Pelaku Tawuran di Pesanggrahan Terlibat karena Kegabutan

by -382 Views

Kasus tawuran di Pesanggrahan, Jakarta Selatan, kembali menunjukkan pola lama yang sulit diputus: aksi nekat yang lahir bukan dari persoalan besar, melainkan dari rasa kosong dan dorongan ingin dianggap hebat. Salah satu pelaku bahkan mengakui keterlibatannya karena “gaji buta” alias gabut, istilah yang dipakai untuk menggambarkan waktu luang tanpa kegiatan yang kemudian diisi dengan ikut kelompok tawuran.

Berawal dari Gabut, Berujung Penyerangan

Pelaku menyebut dirinya masuk ke dalam lingkaran tawuran karena tidak punya aktivitas dan merasa bosan. Dari situ, ia ikut terbawa dalam kelompok yang menyalurkan waktu luang lewat aksi kekerasan. Dalam pengakuannya, bergabung dalam tawuran dianggap sebagai cara mengisi kekosongan, meski akhirnya justru menyeretnya ke dalam insiden yang meresahkan warga.

Para pelaku diketahui menggunakan media sosial, termasuk akun Instagram @biangkerok69JKT, untuk mengumpulkan anggota. Jejak digital ini memperlihatkan bahwa tawuran tak lagi sekadar pertemuan spontan di jalan, tetapi juga dirancang dan dipantik lewat ruang maya.

Media Sosial dan Dorongan Ingin Dianggap Hebat

Motif penyerangan terhadap warga disebut berkaitan dengan keinginan tampil hebat di hadapan kelompok sendiri. Kapolsek Tebet, Murodih, menegaskan bahwa pengaruh media sosial ikut membentuk perilaku para pelaku tawuran tersebut. Menurutnya, ruang digital dapat mempercepat penyebaran ajakan sekaligus menguatkan budaya pamer keberanian yang berbahaya.

Peristiwa itu terjadi pada dini hari dan melibatkan sembilan orang, terdiri dari dua pemuda dewasa dan tujuh anak di bawah umur. Komposisi ini menjadi sorotan tersendiri karena memperlihatkan betapa mudanya para pelaku yang terlibat dalam aksi tersebut.

Langkah Tegas untuk Anak Sekolah

Kasus ini juga berdampak langsung pada dunia pendidikan. Suku Dinas Pendidikan Kota Administrasi Jakarta Selatan mencabut Kartu Jakarta Pintar (KJP) milik siswa yang terlibat dalam tawuran di Pesanggrahan. Sanksi tersebut menjadi sinyal bahwa keterlibatan dalam aksi kekerasan tidak hanya berurusan dengan aparat, tetapi juga membawa konsekuensi administratif yang nyata bagi pelajar.

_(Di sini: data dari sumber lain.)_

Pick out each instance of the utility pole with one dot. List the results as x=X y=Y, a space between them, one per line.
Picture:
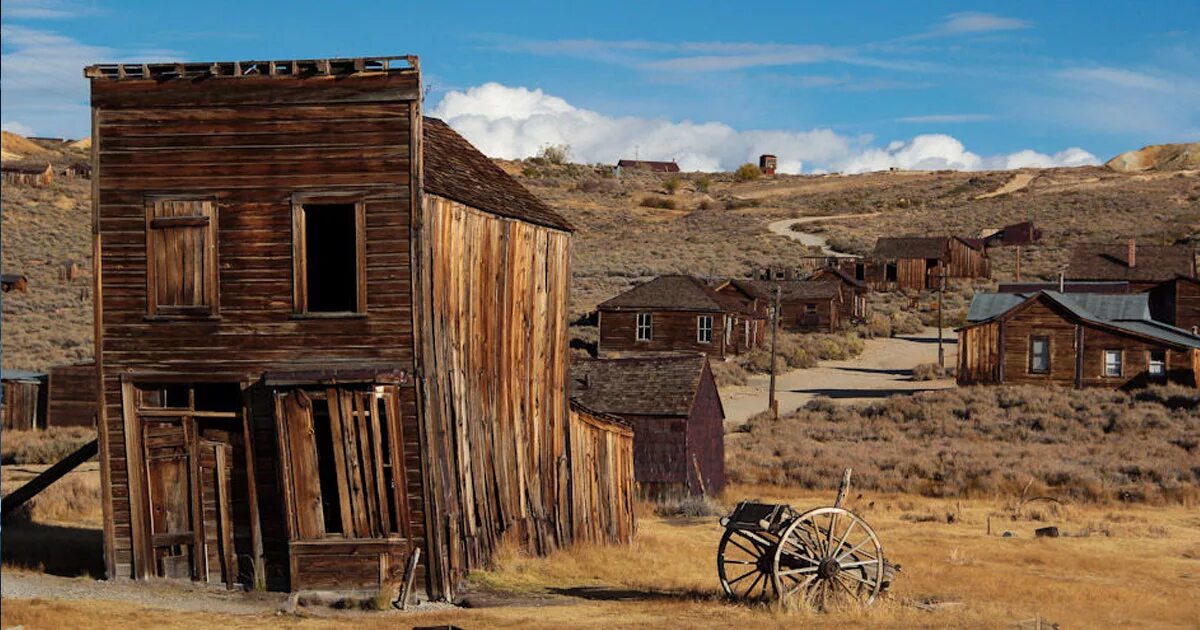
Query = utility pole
x=941 y=351
x=774 y=335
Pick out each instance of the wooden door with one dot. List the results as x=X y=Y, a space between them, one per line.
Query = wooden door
x=168 y=485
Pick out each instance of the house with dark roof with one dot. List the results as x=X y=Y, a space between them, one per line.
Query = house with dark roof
x=919 y=262
x=1139 y=264
x=352 y=352
x=1081 y=340
x=648 y=165
x=672 y=313
x=672 y=403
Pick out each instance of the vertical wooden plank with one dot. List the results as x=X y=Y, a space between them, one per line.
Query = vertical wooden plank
x=343 y=487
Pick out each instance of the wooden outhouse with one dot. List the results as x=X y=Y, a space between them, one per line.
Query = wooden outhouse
x=1078 y=340
x=672 y=403
x=329 y=331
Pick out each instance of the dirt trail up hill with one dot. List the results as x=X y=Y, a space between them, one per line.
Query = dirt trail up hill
x=1158 y=157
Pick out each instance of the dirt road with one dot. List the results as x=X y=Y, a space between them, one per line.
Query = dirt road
x=882 y=370
x=784 y=228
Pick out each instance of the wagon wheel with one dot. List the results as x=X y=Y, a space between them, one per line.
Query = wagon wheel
x=828 y=556
x=743 y=563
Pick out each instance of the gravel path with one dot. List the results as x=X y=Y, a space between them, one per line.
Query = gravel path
x=882 y=370
x=784 y=228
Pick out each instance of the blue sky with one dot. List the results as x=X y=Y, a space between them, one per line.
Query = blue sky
x=823 y=85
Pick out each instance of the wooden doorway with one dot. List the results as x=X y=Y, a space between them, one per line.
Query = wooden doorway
x=190 y=485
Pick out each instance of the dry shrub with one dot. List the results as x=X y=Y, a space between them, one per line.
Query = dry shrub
x=988 y=442
x=652 y=201
x=42 y=447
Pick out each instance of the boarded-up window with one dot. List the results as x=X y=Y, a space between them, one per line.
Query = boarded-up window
x=181 y=263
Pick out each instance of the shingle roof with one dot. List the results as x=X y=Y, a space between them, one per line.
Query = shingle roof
x=642 y=385
x=799 y=289
x=457 y=171
x=910 y=247
x=1110 y=261
x=1128 y=312
x=670 y=293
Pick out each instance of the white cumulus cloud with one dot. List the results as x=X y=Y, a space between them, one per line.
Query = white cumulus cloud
x=514 y=123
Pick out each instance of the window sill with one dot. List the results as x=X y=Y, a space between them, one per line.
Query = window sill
x=180 y=318
x=343 y=315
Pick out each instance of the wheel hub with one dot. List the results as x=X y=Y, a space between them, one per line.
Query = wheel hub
x=828 y=568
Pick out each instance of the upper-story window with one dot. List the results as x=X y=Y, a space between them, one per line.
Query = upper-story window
x=643 y=328
x=329 y=256
x=705 y=329
x=181 y=257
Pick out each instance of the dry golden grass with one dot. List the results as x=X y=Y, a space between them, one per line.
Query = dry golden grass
x=1129 y=565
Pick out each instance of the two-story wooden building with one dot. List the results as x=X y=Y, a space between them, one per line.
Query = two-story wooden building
x=676 y=412
x=329 y=331
x=1078 y=340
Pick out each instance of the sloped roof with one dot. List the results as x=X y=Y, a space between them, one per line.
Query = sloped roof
x=455 y=169
x=1110 y=261
x=669 y=293
x=910 y=247
x=641 y=385
x=1128 y=312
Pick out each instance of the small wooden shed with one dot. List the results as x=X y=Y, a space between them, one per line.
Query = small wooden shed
x=24 y=400
x=672 y=403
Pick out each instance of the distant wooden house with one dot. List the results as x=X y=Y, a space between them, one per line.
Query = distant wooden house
x=745 y=328
x=316 y=359
x=28 y=173
x=1078 y=340
x=1018 y=234
x=671 y=313
x=24 y=400
x=917 y=263
x=1139 y=264
x=676 y=412
x=17 y=282
x=647 y=165
x=1176 y=301
x=853 y=292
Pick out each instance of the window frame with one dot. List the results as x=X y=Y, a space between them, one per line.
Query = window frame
x=1030 y=365
x=156 y=311
x=299 y=253
x=1151 y=363
x=639 y=327
x=1120 y=363
x=700 y=329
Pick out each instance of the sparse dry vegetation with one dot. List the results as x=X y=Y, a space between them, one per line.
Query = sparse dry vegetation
x=985 y=442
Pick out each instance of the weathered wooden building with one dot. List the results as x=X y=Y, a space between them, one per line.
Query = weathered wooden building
x=27 y=173
x=1139 y=264
x=1073 y=339
x=676 y=412
x=72 y=399
x=329 y=331
x=917 y=263
x=23 y=407
x=671 y=313
x=853 y=292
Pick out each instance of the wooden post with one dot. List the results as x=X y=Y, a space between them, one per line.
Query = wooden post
x=774 y=336
x=941 y=351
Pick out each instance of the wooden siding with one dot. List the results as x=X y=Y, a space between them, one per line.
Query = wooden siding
x=601 y=459
x=72 y=397
x=495 y=306
x=671 y=330
x=250 y=144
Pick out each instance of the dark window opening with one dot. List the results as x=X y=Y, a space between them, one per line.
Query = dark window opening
x=327 y=469
x=330 y=258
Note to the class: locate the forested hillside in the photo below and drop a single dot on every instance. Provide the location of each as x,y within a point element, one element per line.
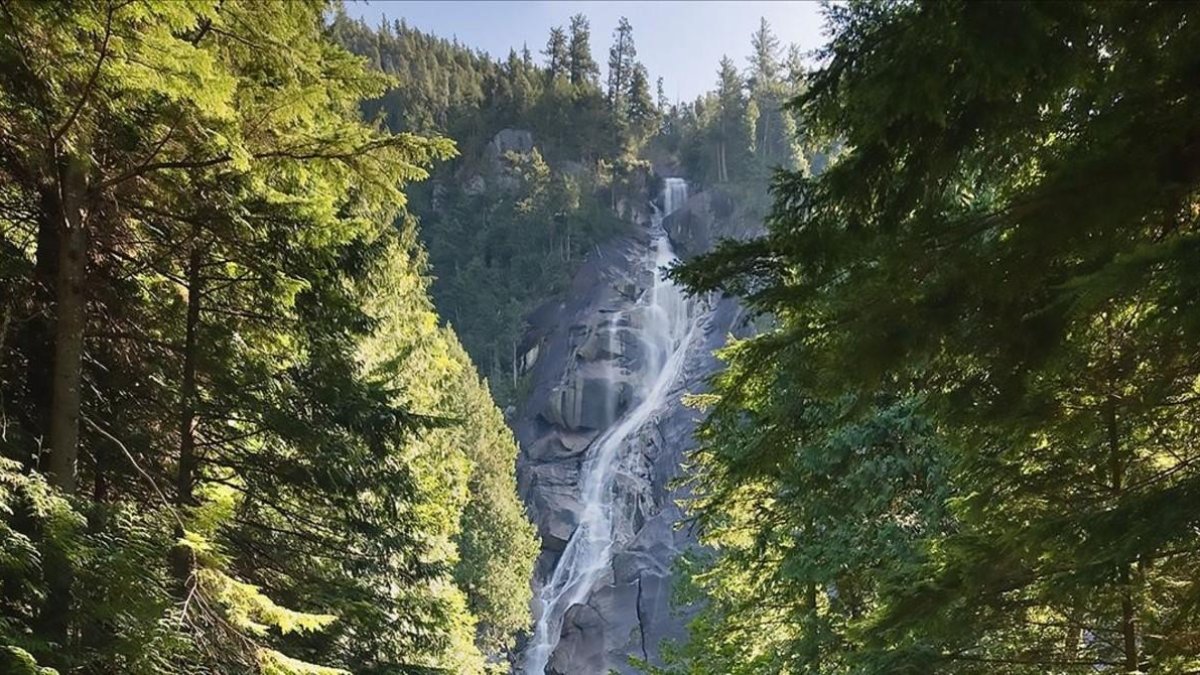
<point>553,161</point>
<point>233,435</point>
<point>969,443</point>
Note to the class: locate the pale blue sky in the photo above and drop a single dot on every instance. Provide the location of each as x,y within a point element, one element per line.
<point>679,41</point>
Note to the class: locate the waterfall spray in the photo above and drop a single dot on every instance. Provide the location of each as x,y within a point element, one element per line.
<point>670,326</point>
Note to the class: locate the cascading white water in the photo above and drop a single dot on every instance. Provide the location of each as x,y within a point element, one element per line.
<point>675,193</point>
<point>669,327</point>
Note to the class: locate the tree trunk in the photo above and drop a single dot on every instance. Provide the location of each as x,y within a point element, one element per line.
<point>37,334</point>
<point>1128,615</point>
<point>69,328</point>
<point>185,479</point>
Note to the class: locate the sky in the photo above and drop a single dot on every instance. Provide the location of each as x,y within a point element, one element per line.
<point>679,41</point>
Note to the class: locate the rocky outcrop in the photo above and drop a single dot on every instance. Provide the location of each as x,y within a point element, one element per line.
<point>588,354</point>
<point>712,215</point>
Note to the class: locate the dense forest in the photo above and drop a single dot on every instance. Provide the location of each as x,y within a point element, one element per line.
<point>969,442</point>
<point>265,272</point>
<point>505,227</point>
<point>235,437</point>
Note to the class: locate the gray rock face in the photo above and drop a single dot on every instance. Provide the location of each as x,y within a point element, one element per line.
<point>589,352</point>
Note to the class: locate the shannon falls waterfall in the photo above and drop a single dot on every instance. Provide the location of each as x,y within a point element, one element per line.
<point>603,437</point>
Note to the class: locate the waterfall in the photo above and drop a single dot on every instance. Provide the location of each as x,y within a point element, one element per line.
<point>669,327</point>
<point>675,193</point>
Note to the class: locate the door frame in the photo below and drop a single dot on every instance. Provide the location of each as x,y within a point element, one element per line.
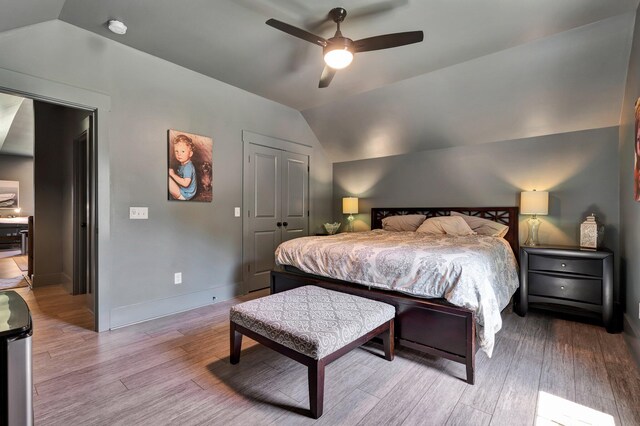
<point>251,138</point>
<point>84,217</point>
<point>99,105</point>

Murodih turut mengimbau orangtua agar memperketat pengawasan terhadap anak-anak mereka. Dengan banyaknya pelaku yang masih di bawah umur, pengawasan keluarga menjadi garis pertama untuk mencegah anak terseret ke lingkungan yang salah. Kasus ini menegaskan bahwa tawuran bukan hanya soal bentrokan di jalan, tetapi juga soal pembiaran, pergaulan, dan ruang kosong yang dibiarkan diisi oleh ajakan yang keliru.